No champagne corks are popping to celebrate the golden anniversaries of the World Bank and the International Monetary dTC Fund. These two global financial institutions, created by World War II allies at Bretton Woods, N.H., 50 years ago, are under attack from left and right, from environmentalists and libertarians, from economists with conflicting ideologies who nevertheless see the power of private financial markets overwhelming these government-supported behemoths.
Consider, first, the International Monetary Fund. At its inception, it was commissioned to enforce the Bretton Woods system of fixed exchange rates -- an unworkable scheme mercifully buried by President Nixon in 1971. Since then it has been funneling billions to support the currencies of governments in dire financial straits. To insure repayment of its loans, it has insisted on austerity programs that fragile governments would not dare to impose themselves. The result is that IMF is almost universally detested in countries it has helped most, especially by the poor who blame the fund for high unemployment and high taxes.

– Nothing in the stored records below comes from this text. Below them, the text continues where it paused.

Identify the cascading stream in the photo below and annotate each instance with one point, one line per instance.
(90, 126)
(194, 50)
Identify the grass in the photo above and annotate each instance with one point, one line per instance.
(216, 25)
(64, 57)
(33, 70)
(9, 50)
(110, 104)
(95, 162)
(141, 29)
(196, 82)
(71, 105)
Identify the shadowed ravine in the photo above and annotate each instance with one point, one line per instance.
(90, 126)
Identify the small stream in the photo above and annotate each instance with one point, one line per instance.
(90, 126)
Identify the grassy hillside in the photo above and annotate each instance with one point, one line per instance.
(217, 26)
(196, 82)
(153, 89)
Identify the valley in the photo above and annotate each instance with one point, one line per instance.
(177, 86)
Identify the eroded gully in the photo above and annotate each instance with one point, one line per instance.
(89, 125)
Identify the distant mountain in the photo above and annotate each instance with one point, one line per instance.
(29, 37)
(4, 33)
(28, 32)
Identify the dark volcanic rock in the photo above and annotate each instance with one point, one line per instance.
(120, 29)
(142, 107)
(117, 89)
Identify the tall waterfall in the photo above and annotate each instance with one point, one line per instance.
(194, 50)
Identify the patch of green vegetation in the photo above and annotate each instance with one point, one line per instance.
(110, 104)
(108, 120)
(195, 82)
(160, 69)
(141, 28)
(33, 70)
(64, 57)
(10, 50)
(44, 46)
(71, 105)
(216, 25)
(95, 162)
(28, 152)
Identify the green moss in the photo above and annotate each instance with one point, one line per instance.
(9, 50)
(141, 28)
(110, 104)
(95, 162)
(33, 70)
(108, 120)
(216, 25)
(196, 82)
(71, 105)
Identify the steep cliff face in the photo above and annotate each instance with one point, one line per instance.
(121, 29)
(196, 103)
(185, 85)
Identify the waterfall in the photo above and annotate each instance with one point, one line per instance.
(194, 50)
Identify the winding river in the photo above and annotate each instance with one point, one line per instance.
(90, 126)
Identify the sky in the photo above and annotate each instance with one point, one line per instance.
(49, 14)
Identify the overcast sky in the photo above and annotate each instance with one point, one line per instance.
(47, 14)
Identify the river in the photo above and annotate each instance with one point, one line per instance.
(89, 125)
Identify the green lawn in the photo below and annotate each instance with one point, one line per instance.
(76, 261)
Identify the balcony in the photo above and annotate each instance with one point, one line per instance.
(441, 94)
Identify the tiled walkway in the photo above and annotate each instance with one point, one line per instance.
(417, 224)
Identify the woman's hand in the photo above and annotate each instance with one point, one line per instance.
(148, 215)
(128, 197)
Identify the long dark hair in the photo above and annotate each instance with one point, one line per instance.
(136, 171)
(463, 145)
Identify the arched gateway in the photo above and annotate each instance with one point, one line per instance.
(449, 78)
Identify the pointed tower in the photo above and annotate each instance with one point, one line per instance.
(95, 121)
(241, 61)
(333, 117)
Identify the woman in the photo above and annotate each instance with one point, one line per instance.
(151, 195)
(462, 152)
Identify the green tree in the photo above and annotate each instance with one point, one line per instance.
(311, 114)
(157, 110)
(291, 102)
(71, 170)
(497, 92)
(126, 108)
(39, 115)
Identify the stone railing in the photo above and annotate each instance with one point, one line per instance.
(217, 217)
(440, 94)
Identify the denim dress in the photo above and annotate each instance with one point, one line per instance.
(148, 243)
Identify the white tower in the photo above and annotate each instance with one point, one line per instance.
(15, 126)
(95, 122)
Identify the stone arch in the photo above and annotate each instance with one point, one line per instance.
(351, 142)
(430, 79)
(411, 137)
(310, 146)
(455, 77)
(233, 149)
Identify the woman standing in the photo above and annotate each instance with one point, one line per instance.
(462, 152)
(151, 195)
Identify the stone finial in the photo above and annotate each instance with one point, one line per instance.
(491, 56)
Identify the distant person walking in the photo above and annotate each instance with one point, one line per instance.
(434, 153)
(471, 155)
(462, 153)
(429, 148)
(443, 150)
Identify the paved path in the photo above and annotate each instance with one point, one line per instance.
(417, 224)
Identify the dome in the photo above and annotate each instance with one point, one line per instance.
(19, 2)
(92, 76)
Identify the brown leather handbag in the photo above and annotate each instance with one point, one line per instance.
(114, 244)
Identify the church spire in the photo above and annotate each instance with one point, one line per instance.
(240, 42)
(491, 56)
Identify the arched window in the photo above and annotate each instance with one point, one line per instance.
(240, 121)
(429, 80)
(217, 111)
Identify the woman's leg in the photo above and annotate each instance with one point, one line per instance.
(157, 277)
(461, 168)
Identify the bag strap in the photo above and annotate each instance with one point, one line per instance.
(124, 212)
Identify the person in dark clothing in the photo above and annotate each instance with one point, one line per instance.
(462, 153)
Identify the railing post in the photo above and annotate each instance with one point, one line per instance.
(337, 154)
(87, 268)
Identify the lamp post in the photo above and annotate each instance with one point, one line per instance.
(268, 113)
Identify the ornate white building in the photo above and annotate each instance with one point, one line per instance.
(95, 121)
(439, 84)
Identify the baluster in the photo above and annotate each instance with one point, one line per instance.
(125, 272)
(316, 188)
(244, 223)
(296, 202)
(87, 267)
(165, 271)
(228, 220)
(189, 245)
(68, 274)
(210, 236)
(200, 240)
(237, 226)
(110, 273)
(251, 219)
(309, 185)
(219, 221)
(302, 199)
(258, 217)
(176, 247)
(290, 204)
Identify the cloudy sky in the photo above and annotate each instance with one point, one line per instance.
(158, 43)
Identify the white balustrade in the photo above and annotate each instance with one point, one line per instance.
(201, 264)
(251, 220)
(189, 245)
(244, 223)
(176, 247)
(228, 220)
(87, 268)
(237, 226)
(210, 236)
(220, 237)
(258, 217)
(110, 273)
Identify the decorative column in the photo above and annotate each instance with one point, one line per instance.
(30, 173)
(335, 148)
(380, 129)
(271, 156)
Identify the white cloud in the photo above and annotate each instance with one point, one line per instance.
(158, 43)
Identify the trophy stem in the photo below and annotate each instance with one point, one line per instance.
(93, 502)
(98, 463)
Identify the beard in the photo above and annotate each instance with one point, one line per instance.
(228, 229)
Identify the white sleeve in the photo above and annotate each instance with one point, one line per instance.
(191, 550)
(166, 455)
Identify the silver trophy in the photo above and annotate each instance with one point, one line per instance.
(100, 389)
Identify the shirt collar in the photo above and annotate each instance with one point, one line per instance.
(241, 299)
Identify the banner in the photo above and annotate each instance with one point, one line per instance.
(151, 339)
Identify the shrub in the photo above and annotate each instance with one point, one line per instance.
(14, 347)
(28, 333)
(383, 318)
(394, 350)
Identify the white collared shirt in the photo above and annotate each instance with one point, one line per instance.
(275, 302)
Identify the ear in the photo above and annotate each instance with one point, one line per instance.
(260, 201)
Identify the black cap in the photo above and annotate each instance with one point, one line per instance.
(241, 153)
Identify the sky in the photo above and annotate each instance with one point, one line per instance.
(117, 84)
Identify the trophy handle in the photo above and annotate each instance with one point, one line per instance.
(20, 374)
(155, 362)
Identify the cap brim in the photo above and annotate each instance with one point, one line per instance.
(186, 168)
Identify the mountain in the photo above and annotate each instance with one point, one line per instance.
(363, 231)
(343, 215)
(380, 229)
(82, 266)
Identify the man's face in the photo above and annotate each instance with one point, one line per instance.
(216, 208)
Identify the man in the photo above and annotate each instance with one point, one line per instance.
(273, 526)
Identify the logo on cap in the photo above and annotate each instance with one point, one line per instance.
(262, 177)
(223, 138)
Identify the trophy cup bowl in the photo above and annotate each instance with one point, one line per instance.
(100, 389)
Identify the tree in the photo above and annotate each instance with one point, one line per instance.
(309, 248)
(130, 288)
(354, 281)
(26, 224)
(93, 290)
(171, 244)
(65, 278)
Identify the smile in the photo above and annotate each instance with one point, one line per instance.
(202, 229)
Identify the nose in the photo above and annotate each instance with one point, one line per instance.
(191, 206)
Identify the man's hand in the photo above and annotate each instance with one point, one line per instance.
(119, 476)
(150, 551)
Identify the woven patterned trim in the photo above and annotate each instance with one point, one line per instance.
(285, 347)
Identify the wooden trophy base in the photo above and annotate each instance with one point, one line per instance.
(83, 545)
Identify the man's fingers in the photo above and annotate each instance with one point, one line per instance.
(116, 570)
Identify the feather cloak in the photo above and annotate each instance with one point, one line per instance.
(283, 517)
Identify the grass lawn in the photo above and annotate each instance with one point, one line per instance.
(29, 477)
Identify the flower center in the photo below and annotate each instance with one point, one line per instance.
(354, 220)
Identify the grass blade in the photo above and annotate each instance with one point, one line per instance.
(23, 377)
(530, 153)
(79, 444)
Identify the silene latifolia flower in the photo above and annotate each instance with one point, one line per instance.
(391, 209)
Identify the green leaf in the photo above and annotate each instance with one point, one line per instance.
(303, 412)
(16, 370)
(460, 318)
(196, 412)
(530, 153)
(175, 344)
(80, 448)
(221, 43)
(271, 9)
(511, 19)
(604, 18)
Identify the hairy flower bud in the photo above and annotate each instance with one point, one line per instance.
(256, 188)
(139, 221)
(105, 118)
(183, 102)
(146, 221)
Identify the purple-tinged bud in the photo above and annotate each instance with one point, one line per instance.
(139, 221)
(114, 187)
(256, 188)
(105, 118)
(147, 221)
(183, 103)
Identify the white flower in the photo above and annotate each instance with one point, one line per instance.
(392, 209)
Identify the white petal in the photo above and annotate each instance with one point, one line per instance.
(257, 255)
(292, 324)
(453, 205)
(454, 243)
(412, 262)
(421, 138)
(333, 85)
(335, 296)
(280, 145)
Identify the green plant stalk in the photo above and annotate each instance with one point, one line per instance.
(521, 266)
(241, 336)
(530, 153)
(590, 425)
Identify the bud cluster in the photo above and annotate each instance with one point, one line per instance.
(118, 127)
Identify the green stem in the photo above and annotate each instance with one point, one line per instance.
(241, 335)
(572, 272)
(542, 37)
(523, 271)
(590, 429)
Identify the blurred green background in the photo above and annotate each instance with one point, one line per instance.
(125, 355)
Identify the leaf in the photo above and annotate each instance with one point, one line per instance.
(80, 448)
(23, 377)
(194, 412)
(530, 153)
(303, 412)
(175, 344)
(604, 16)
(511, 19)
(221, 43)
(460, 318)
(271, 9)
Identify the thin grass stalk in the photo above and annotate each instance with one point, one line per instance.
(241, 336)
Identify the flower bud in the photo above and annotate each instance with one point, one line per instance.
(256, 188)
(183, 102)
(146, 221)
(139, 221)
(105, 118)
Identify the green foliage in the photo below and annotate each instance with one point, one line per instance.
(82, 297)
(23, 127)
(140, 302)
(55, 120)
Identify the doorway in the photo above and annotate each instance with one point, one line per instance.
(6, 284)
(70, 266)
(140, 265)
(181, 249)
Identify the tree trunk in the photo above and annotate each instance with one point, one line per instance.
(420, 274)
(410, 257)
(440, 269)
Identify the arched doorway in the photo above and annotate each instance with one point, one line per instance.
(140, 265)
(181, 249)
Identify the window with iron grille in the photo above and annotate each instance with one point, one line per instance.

If anything, the World Bank is even more unpopular. Long associated with massive development projects -- dams, highways, power plants -- that have ripped into the environment of recipient societies, World Bank president Lewis Preston now admits his institution has made monumental mistakes in the past. By putting 200 environmental specialists on the staff (up from only threee a decade ago) and by promising to funnel more into human resources, the education of women, health and worker retraining, as well as to poverty-stricken South Asia and Sub-Saharan Africa, the World Bank hopes to stave off vehement criticism from an ad hoc coalition called "Fifty Years is Enough." Its belated effort will probably fail. Today, the construction of a quarter-billion-dollar new headquarters in downtown Washington attests to the aloofness of a huge, secretive 11,000-member bureaucracy accustomed to large, tax-free salaries.